OMS: Redução de gases tóxicos pode salvar um milhão de vidas por ano

O cumprimento do Acordo de Paris, que consiste em reduzir as emissões de gases tóxicos, pode salvar um milhão de vidas por ano, disse o diretor-geral da Organização Mundial de Saúde (OMS), Tedros Adhanom Ghebreyesus, no âmbito da cimeira do clima que decorre até ao dia 14 de dezembro na Polónia.

“É evidente que as alterações climáticas já estão a ter um grande impacto na vida e saúde das pessoas e que ameaçam as bases de uma boa saúde: ar limpo, água potável, alimentos nutritivos e um teto seguro”, afirmou o responsável.

Para Tedros Adhanom Ghebreyesus, “se as alterações climáticas continuarem a avançar, acabar-se-á com décadas de progresso mundial na saúde”, pelo que é necessário “agir de imediato para mitigar os seus efeitos”.

De acordo com os dados da OMS, nove em cada dez pessoas no mundo respiram ar contaminado, o que provoca sete milhões de mortes por ano relacionadas com a poluição.

É, ainda, estimado que nos 15 países que emitem maior quantidade de gases com efeito de estufa, os impactos na saúde da contaminação do ar custem mais de 4% de cada PIB, sendo que as ações para alcançar os objetivos do Acordo de Paris custariam cerca de 1% do PIB mundial.
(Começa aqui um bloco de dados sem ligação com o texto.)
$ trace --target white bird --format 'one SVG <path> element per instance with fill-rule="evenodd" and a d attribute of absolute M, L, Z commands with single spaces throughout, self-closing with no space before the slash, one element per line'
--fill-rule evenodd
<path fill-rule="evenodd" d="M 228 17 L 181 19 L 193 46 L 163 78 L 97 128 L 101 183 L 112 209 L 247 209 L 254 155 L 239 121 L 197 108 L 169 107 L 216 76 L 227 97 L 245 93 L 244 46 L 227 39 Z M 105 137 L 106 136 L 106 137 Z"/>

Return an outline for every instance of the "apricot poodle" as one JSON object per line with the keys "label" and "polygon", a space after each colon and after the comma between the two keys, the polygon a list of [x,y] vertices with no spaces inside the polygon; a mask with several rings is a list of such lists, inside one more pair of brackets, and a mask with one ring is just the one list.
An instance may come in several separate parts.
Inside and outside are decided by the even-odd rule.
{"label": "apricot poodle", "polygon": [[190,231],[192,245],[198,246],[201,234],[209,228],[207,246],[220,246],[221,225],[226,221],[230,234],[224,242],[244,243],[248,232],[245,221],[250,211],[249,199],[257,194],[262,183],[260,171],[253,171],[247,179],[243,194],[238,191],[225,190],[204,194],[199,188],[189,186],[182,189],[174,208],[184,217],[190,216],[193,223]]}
“A verdadeira fatura das alterações climáticas sente-se nos nossos hospitais e nos nossos pulmões”, referiu a diretora de Saúde Pública da OMS.

De acordo com um relatório apresentado hoje pela OMS, a mudança para fontes de energia limpas não só melhorará a qualidade do ar, como também se traduzirá em benefícios imediatos para a saúde a nível mundial. Desta forma, a organização recomenda a adoção de medidas como a promoção de meios de transporte que exijam atividade física, de forma a prevenir o aparecimento de doenças cardiovasculares.

Recorde-se que a cimeira do clima COP 24 arrancou no passado domingo em Katowice, na Polónia, contando com a presença de cerca de 30 mil delegados de 197 países numa maratona de negociações complexas para encontrarem maneira de aplicar o Acordo de Paris celebrado em 2015.